Similarly, Spielberg discovered the affair at age 16, three years before his parents got divorced. In a CBS Sunday Morning interview this year, Spielberg said “that was a secret that we shared for most of our lives,” and that his father never knew that he knew about the affair at the time.
Tony Kushner told TheWrap’s Drew Taylor that he had been encouraging Spielberg to turn the incident into a film since they first began working together in 2005.
“The whole time from ‘Munich’ on, I kept pushing him, ‘I think you should make a movie about this thing that happened,’ which he told me about on the first day of filming ‘Munich’, this thing that happened when he was a teenager with a camera and his parents,” he said.
Did Spielberg’s family own a pet monkey?
They sure did. At a pet shop in Northern California, Leah Adler laid eyes on a monkey that was apparently dying from depression. “So I come home driving my Jeep with a big cage in the back and a monkey in the cage,” Adler recalled in the “Spielberg” documentary, adding that the kids “freaked out.” (Arnold Spielberg said he liked the monkey.)
Adler recalled “Steve” saying, “You know, in a normal household, kids say, ‘Can we have a monkey?’ And the mother says, ‘Are you crazy?’”
In “The Fabelmans,” this addition to the family illustrates Mitzi’s zany, free-spirited personality as well as her declining mental health following the move.
As Spielberg put it, “The monkey Leah brought home was a grand distraction, but it was also a therapeutic companion for my mom, who was really at that time in our lives going through a major depression.”
Was Spielberg bullied as a child for being Jewish?
When the Fabelmans move from Arizona to California, Mitzi and Burt’s impending divorce isn’t the only source of Sammy’s unhappiness. A group of classmates immediately start bullying him, calling him “Bagelman” and defacing his locker with antisemitic slurs.
As Spielberg recalls in the 2013 documentary, his Orthodox Jewish upbringing clashed with the neighborhoods he grew up in, “where there were no Jews.” The “cultural divide” was so pronounced that his mother recalled kids standing outside their home, chanting “The Spielbergs are dirty Jews.”
In an attempt to assimilate, Spielberg distanced himself from his Jewish identity for years.
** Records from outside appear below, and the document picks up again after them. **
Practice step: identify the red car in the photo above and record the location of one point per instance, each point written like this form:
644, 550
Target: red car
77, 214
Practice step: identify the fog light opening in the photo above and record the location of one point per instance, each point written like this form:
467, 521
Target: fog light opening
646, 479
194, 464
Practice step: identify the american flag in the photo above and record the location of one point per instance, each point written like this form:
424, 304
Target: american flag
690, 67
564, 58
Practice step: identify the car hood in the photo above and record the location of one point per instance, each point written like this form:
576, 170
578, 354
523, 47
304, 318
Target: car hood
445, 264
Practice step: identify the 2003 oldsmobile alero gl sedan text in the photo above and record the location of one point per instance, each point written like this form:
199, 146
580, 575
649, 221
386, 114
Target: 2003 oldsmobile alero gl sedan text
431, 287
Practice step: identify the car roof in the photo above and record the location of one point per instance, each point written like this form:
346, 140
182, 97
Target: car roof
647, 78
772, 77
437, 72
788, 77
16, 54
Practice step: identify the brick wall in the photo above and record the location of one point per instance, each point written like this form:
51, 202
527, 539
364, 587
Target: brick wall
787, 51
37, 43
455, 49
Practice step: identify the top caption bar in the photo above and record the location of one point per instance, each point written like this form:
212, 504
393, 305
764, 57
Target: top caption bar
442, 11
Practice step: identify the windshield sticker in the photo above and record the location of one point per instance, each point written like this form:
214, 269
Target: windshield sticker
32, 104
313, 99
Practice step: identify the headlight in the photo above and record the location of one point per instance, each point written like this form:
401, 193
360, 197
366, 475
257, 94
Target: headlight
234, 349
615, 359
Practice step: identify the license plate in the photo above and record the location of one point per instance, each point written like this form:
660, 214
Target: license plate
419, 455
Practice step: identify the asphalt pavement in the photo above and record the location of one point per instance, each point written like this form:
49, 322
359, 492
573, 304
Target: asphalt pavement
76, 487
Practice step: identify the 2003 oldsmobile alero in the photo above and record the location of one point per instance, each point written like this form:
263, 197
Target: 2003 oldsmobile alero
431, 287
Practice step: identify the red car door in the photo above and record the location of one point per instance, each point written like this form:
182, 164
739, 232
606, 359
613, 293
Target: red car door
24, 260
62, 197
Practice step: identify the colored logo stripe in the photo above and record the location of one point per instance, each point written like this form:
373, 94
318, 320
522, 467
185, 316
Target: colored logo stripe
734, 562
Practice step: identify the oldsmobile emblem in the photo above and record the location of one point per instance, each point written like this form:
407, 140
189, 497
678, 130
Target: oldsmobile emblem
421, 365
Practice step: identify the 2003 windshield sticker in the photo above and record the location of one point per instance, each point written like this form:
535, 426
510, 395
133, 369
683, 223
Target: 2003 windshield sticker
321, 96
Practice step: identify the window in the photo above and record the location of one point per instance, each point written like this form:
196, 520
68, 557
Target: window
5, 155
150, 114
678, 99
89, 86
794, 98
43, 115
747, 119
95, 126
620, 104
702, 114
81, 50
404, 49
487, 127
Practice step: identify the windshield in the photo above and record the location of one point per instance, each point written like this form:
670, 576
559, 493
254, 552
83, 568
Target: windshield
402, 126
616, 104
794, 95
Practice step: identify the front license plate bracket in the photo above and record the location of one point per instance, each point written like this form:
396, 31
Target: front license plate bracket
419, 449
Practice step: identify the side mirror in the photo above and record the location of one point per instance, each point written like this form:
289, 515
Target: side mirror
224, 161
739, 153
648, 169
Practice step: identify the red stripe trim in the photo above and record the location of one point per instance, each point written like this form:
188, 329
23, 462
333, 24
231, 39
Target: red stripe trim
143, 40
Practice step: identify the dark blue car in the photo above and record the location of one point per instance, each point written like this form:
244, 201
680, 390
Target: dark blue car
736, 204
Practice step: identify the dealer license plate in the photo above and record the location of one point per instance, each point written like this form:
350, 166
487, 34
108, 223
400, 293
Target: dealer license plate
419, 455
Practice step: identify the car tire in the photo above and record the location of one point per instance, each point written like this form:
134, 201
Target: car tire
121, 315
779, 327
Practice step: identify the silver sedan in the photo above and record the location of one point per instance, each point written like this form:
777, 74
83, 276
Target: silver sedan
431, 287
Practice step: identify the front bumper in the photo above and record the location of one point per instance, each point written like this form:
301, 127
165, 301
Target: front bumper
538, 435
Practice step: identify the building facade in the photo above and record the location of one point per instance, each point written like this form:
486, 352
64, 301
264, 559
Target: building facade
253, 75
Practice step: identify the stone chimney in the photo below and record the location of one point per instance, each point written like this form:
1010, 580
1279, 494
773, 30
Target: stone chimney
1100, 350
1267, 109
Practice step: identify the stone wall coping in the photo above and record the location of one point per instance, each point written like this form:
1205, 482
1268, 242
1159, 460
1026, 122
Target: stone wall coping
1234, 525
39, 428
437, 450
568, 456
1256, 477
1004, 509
He found his way back when his wife Kate Capshaw converted to the religion prior to their wedding in 1991. Spielberg went on to direct the Holocaust drama “Schindler’s List” in 1993. The following year, he founded the Shoah Foundation, an educational non-profit that preserves testimony about the Holocaust and other genocides.
Later, he said his childhood experiences with bullying informed the films he’d go on to make. “When I went through that semester of antisemitic bullying, suddenly those stories found a personal meaning for me,” he recently told THR. “And that did shape a lot of the stories I would tell in the future.”
Is the encounter between Sammy and John Ford based on a true story?
Yep. In a 2011 interview for “Cowboys vs. Aliens,” which Spielberg executive produced, he told the story of the time he met legendary director John Ford as a young man looking to break into the business. While visiting some cousins in California, he met with a television producer who got him a few minutes with “Jack”. The details of that encounter – down to the safari shirt, eye patch and chewed-up cigar – are exactly as they appear in the final scene of “The Fabelmans.”
Consistent with his portrayal by David Lynch, Ford had Spielberg walk around the room pointing out where the horizon was in the various paintings hung up on the walls. The advice he gave Spielberg that day, as conveyed in the film: “When the horizon is on the bottom, it’s interesting. When the horizon is on top, it’s interesting. When the horizon is in the middle, it’s boring.”
The anecdote ends, of course, with Ford telling Spielberg/Sammy, “Now get the f– out of here.”